Any links to some how-to-s about using multiple interfaces in same time?

----------

## mansniks

route add -net 192.168.0.0 netmask 255.255.0.0 dev ppp0

iptables --insert OUTPUT 1 --source 0.0.0.0/0.0.0.0 \

--destination 192.168.0.0/16 --jump ACCEPT --out-interface ppp0

iptables --insert INPUT 1 --source 192.168.0.0/16 \

--destination 0.0.0.0/0.0.0.0 --jump ACCEPT --in-interface ppp0

iptables --insert FORWARD 1 --source 0.0.0.0/0.0.0.0 \

--destination 192.168.0.0/16 --jump ACCEPT --out-interface ppp0

iptables --insert FORWARD 1 --source 192.168.0.0/16 \

--destination 0.0.0.0/0.0.0.0 --jump ACCEPT

iptables --table nat --append POSTROUTING --out-interface ppp0 \

--jump MASQUERADE

iptables --append FORWARD --protocol tcp \

--tcp-flags SYN,RST SYN --jump TCPMSS --clamp-mss-to-pmtu

----------

## Hu

You want source based routing.  See Linux Advanced Routing & Traffic Control HOWTO.

----------

## mansniks

Please explain somebody some more about how should I route! (trying for too long..)

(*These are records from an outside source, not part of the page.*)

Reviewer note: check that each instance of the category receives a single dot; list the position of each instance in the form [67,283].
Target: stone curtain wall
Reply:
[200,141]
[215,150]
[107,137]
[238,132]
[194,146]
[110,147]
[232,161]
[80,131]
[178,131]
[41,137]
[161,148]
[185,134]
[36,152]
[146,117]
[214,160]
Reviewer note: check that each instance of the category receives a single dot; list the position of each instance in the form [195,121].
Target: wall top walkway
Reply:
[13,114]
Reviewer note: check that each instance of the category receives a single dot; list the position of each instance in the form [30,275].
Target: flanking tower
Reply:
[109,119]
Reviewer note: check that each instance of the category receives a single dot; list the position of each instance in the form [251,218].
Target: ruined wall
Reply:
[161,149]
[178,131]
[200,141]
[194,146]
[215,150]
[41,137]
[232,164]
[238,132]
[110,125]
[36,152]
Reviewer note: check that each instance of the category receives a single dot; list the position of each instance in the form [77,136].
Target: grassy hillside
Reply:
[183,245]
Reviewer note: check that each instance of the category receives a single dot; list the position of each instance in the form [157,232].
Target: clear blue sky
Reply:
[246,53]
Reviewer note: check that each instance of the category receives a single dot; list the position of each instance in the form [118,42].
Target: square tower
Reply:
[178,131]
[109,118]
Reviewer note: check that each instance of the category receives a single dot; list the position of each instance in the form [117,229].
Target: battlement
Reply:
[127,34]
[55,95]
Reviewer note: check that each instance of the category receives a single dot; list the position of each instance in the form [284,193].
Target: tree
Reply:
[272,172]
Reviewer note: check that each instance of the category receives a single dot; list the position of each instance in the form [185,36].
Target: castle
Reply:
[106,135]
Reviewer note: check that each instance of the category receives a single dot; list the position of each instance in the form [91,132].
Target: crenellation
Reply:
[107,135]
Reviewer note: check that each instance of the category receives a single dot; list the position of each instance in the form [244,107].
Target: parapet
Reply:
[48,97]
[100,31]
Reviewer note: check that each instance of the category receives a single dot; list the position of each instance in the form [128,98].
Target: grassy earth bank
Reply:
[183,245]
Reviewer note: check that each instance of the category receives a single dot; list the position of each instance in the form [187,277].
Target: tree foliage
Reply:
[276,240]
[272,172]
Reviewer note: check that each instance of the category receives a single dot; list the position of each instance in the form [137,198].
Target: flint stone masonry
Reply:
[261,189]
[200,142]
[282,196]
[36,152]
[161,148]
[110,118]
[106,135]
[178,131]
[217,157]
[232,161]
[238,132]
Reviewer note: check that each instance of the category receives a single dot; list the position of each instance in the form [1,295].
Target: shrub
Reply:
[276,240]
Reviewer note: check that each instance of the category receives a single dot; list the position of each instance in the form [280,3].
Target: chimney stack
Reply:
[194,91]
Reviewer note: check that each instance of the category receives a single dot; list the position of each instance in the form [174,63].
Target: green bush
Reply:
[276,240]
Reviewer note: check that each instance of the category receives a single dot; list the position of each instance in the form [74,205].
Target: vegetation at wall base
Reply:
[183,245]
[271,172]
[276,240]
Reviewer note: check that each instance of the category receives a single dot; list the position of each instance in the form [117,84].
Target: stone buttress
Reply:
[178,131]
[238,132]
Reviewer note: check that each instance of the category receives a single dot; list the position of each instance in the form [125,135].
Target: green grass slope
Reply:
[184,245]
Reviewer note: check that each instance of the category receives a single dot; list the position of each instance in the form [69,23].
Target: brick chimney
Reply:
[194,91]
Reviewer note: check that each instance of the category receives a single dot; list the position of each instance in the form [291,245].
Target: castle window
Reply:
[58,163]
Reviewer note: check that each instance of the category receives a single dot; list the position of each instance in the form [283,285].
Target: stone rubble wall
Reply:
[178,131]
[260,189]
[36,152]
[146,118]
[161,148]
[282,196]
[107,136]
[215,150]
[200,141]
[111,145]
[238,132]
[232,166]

I understand, first mark packets with iptables, then, hoping, that packets are first reviewed by netfilter and then routed, route them through right interface. But that is not really trivial! 

How should I route?

----------

## mansniks

And one more thing: when I used modem (not VPN), I noticed, I have to reconnect to LAN, if I have used modem. How internet browser knows, which interface it should use?

----------